Perhelatan Pilkada serentak nasional 2024 mendatang adalah momentum untuk memilih anak bangsa (Kepala Daerah) yang mampu menjawab tantangan dan peluang bonus demografi yang diperkirakan mulai pada tahun 2030 hingga 2040. Tentu saja pondasi dan keberlanjutannya sudah ditentukan oleh siapa pemimpin atau presiden terpilih.
Investasi besar-besaran dalam bidang pendidikan menjadi perhatian serius, agar kesenjangan pendidikan tidak lagi kita temui di daerah pelosok.
Tentu saja idealnya calon Kepala Daerah harus berdasarkan kualifikasi visi dan misi yang sudah terbukti dan berdasarkan rekam jejak sang calon.
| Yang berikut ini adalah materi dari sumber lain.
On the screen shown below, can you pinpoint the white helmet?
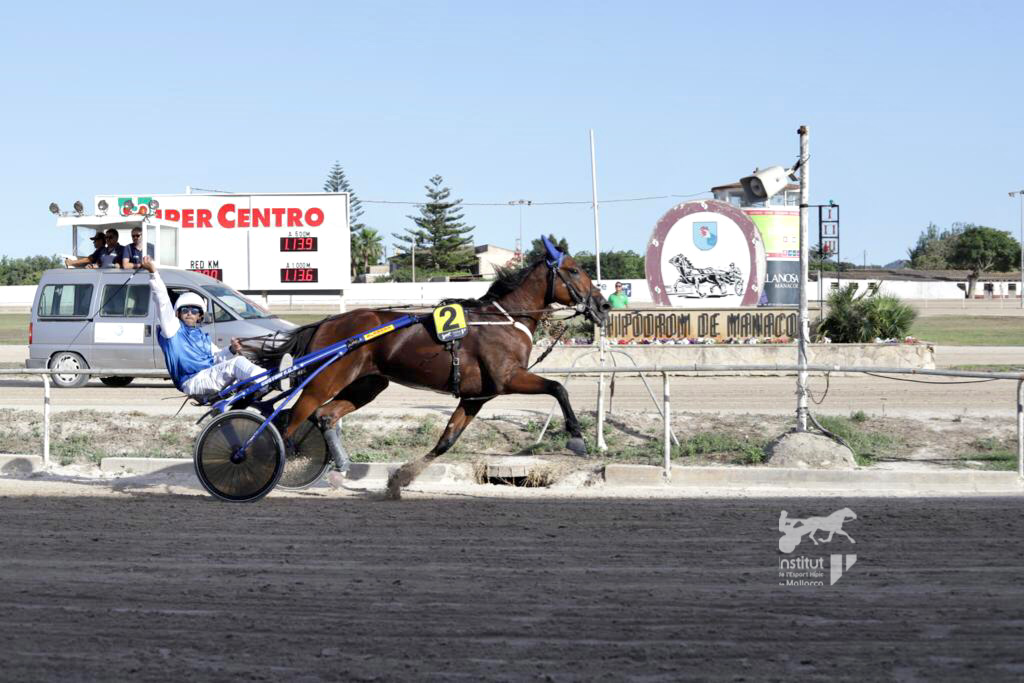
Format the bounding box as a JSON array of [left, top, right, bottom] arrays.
[[174, 292, 206, 314]]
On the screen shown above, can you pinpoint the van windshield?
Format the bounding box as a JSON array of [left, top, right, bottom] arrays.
[[203, 285, 270, 319]]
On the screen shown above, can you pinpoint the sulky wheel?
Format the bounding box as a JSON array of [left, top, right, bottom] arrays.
[[195, 411, 285, 503], [273, 411, 333, 490]]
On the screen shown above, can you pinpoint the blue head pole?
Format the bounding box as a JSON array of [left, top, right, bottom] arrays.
[[541, 234, 565, 266]]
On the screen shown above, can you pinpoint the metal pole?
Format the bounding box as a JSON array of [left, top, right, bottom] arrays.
[[797, 126, 811, 432], [43, 375, 50, 469], [1017, 380, 1024, 479], [590, 128, 601, 280], [662, 373, 672, 479], [597, 325, 602, 451], [1017, 189, 1024, 308]]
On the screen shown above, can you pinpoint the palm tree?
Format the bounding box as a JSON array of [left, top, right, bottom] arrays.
[[351, 226, 384, 278]]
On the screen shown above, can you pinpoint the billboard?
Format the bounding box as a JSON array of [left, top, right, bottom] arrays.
[[95, 193, 351, 292], [743, 209, 800, 306]]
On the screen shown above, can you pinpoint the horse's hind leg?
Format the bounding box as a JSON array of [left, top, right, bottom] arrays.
[[387, 398, 488, 501], [315, 375, 388, 483], [503, 370, 587, 456]]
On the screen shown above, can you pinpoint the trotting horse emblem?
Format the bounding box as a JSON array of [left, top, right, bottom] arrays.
[[667, 254, 743, 299]]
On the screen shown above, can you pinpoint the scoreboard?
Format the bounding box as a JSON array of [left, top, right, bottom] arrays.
[[95, 193, 351, 292]]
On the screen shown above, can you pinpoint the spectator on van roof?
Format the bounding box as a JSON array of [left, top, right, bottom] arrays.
[[142, 256, 264, 396], [99, 232, 125, 268], [121, 227, 142, 270], [65, 232, 106, 268]]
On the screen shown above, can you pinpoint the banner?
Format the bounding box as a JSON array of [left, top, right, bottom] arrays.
[[608, 308, 800, 341]]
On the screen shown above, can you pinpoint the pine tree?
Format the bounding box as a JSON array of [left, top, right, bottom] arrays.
[[392, 175, 476, 273], [324, 161, 366, 229]]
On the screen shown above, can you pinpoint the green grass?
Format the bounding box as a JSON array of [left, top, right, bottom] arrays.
[[961, 436, 1017, 471], [949, 365, 1024, 373], [817, 411, 904, 467], [910, 315, 1024, 346]]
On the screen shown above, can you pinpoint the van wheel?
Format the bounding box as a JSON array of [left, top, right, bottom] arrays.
[[50, 351, 89, 389], [99, 377, 135, 387]]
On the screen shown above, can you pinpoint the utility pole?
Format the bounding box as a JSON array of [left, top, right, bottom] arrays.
[[590, 128, 601, 280], [797, 126, 806, 432], [509, 200, 534, 265], [1010, 189, 1024, 308]]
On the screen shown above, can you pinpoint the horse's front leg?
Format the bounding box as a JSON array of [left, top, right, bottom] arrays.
[[504, 370, 587, 456], [387, 398, 489, 501]]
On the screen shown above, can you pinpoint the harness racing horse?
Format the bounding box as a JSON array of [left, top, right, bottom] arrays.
[[247, 238, 610, 499]]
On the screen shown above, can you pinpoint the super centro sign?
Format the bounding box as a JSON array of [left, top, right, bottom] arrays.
[[96, 193, 351, 292]]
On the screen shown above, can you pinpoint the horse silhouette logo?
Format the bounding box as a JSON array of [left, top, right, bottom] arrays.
[[778, 508, 857, 557]]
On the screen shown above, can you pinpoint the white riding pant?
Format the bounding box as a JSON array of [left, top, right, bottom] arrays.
[[181, 355, 264, 396]]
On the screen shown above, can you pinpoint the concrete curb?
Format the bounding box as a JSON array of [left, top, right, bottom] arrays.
[[604, 465, 1024, 494], [0, 455, 43, 476], [96, 456, 474, 483]]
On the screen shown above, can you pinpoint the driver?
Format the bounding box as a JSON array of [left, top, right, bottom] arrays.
[[142, 256, 264, 396]]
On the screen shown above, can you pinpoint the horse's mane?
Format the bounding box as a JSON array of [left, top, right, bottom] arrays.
[[242, 313, 345, 369], [441, 258, 544, 308], [243, 259, 544, 368]]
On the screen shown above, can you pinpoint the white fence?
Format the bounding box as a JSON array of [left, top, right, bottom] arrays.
[[0, 364, 1024, 479]]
Kandidat-kandidat yang sudah meramaikan bursa pemilihan Walikota dan Wakil Walikota Makassar seharusnya memiliki konsep soal Pendidikan.
Tentu saja kita tidak ingin peluang angkatan kerja itu menjadi sirna dengan salah mengelola pemerintahan akibat pemimpin yang tidak mampu mengelola aset tersebut. (*)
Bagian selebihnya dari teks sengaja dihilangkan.